Interestingly enough, Sweldens does not seem to cite Loeffler's paper, so it's likely that they came up with the same method independently of one another.
Doing DCT the naive way, the formula is as easy as the DFT. But computing the DCT quickly (like in O(n log n) time) is much harder to understand than the FFT.
I read a couple of papers and implemented the fast DCT algorithms. The Arai, Agui, Nakajima 8-point DCT uses 13 multiplications. The Lee DCT algorithm is recursive and works on any length that is a power of 2. https://www.nayuki.io/page/fast-discrete-cosine-transform-al...
I'm always sad that scipy and numpy do not use good FFT implementations due to ridiculous political concerns. However, in that case, there was a very happy outcome with this beautiful article!

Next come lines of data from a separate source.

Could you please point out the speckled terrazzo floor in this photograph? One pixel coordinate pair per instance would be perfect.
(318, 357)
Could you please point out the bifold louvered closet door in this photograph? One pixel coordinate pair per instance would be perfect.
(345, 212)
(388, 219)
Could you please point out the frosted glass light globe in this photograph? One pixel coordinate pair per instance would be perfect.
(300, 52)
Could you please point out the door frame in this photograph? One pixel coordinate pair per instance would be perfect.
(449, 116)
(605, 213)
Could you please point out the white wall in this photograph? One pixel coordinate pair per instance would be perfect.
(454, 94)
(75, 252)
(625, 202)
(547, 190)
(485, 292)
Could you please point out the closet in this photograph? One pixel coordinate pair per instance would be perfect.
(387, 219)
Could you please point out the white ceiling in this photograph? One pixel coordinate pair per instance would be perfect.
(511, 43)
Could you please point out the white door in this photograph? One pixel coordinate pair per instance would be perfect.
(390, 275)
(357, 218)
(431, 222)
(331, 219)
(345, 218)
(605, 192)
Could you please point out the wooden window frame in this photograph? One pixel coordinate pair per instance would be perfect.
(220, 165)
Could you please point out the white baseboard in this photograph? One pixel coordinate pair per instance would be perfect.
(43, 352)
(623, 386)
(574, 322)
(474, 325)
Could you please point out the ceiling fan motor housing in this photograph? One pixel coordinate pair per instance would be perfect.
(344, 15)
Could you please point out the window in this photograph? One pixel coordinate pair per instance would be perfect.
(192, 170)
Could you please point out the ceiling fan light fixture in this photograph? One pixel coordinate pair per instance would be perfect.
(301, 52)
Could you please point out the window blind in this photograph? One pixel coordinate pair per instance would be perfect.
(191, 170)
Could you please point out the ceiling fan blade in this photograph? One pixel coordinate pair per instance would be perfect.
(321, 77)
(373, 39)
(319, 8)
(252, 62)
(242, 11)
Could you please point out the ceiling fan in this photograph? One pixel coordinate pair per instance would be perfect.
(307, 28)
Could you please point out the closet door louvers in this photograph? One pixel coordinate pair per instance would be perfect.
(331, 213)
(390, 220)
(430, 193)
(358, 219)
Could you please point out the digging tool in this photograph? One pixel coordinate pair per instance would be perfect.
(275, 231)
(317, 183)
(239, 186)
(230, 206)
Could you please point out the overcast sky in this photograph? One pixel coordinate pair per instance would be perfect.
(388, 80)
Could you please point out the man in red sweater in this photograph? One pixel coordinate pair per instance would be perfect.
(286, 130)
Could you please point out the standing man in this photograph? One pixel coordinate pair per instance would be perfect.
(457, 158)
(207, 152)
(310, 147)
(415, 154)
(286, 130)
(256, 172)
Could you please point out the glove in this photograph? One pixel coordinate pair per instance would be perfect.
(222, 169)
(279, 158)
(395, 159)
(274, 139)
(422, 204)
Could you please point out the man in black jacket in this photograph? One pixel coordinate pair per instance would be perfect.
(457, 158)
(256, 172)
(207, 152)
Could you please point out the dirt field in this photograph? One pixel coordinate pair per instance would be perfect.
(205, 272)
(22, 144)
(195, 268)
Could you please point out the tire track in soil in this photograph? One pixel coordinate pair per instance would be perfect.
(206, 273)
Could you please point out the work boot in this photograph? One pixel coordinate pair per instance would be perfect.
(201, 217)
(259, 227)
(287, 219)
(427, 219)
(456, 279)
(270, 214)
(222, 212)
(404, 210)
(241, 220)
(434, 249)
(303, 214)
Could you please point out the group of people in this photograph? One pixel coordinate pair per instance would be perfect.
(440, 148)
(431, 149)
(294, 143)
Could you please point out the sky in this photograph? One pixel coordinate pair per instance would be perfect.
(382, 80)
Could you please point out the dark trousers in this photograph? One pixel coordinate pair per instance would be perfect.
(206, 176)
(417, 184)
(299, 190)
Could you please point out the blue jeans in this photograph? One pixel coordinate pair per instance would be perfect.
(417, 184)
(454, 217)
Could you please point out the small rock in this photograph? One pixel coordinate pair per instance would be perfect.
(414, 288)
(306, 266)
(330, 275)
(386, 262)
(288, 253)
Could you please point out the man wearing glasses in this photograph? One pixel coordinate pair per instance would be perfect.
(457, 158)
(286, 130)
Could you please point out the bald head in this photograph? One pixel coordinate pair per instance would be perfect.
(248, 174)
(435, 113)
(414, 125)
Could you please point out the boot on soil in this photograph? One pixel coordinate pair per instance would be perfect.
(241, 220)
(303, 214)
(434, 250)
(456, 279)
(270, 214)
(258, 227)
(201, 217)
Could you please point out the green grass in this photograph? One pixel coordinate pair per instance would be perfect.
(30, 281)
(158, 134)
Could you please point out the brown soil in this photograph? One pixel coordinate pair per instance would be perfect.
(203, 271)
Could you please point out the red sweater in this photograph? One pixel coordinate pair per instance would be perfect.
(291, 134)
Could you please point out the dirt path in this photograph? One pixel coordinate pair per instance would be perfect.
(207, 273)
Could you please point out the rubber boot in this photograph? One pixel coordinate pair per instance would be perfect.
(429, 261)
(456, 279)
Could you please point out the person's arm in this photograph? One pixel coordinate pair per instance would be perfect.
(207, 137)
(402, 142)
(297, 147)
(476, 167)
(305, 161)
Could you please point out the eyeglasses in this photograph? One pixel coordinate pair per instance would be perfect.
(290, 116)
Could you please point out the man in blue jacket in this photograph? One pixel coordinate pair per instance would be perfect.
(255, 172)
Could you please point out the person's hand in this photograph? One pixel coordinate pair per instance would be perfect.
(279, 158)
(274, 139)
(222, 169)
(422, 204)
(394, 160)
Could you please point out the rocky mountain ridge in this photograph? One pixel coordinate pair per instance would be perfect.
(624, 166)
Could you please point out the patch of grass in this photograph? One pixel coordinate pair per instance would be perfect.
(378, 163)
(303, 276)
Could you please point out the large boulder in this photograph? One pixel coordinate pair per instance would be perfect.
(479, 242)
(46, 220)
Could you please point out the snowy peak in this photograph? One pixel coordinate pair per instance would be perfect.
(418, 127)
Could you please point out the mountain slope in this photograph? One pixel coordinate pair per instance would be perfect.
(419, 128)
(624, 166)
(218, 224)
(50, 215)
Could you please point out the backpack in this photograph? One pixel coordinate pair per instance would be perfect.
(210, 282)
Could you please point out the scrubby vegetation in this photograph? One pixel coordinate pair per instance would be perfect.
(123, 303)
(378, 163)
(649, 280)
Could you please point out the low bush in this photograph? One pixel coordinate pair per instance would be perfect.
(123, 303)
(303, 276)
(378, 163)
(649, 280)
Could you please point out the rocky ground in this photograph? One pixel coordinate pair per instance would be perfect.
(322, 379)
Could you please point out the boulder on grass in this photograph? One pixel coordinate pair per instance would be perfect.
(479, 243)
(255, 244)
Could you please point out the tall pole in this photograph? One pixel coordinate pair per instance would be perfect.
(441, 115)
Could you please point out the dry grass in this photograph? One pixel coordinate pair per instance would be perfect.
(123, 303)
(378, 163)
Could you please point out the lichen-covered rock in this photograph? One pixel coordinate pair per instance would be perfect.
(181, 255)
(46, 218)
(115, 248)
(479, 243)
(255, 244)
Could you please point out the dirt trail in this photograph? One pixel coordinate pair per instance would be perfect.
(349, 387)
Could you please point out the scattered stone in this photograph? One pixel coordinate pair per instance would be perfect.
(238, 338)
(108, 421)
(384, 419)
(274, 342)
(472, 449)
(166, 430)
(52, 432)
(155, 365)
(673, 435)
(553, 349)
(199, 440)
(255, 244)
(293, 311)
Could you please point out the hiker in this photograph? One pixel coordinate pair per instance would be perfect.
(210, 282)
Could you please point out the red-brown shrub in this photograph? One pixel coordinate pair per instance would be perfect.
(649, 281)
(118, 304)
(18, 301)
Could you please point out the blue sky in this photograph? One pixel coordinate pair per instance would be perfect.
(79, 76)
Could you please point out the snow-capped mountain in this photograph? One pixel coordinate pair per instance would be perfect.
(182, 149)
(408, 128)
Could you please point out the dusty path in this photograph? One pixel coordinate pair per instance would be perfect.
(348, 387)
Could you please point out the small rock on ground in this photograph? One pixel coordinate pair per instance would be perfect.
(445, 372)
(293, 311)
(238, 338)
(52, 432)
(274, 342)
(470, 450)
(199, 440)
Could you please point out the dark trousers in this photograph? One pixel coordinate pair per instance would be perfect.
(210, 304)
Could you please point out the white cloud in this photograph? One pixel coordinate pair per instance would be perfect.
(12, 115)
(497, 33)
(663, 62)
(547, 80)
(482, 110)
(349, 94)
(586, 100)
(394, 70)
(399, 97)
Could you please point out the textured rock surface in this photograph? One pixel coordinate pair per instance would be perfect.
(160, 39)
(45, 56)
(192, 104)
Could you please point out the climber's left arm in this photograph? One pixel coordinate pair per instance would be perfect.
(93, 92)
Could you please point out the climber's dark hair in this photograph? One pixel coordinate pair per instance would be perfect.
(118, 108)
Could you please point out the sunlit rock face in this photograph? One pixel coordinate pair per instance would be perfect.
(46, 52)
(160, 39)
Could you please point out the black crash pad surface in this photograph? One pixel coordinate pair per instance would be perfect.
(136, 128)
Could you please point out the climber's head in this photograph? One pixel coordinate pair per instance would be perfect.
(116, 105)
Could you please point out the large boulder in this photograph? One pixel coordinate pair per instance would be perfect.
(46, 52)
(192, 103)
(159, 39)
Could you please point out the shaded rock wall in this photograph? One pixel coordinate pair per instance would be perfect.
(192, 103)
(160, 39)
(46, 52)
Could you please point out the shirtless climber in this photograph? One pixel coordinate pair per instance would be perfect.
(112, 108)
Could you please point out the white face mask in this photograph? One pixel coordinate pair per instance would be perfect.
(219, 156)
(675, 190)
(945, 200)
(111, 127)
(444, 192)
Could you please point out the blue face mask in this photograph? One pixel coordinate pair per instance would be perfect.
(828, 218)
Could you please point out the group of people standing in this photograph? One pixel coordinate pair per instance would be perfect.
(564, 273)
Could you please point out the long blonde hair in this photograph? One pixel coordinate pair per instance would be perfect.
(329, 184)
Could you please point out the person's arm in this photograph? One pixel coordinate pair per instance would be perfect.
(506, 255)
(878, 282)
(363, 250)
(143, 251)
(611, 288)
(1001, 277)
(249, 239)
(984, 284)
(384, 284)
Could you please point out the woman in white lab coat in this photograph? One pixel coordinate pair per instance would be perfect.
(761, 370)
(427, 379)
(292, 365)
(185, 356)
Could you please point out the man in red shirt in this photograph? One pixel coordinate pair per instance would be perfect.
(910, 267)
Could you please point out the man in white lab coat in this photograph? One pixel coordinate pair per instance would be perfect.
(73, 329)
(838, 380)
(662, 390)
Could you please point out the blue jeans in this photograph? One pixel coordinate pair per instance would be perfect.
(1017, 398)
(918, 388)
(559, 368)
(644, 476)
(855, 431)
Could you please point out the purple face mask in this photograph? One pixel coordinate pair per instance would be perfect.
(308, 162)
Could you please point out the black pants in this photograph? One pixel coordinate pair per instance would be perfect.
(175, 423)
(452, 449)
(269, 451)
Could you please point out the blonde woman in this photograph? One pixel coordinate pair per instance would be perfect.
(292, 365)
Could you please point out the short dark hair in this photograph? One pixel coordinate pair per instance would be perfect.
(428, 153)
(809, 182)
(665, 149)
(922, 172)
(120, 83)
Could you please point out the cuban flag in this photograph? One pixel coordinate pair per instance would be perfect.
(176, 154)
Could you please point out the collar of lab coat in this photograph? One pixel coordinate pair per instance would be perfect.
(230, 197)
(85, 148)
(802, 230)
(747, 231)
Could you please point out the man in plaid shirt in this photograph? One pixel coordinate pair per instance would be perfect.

I Googled around a bit and didn't find anything on political concerns other than the GPL thing (which would cover linking, not reimplementation of math). Is that the political concern in question or is there also something else?
Yes, I was referring to that. They refuse to use the standard and state-of-the-art FFTW3 library because it's distributed under the GPL. (Actually, it's dual-licensed GPL/commercial).
There's a great expository paper about these kinds of filter implementations by Daubechies and Sweldens in the general case: https://9p.io/who/wim/papers/factor/factor.pdf
Interestingly enough, Sweldens does not seem to cite Loeffler's paper, so it's likely that they came up with the same method independently of one another.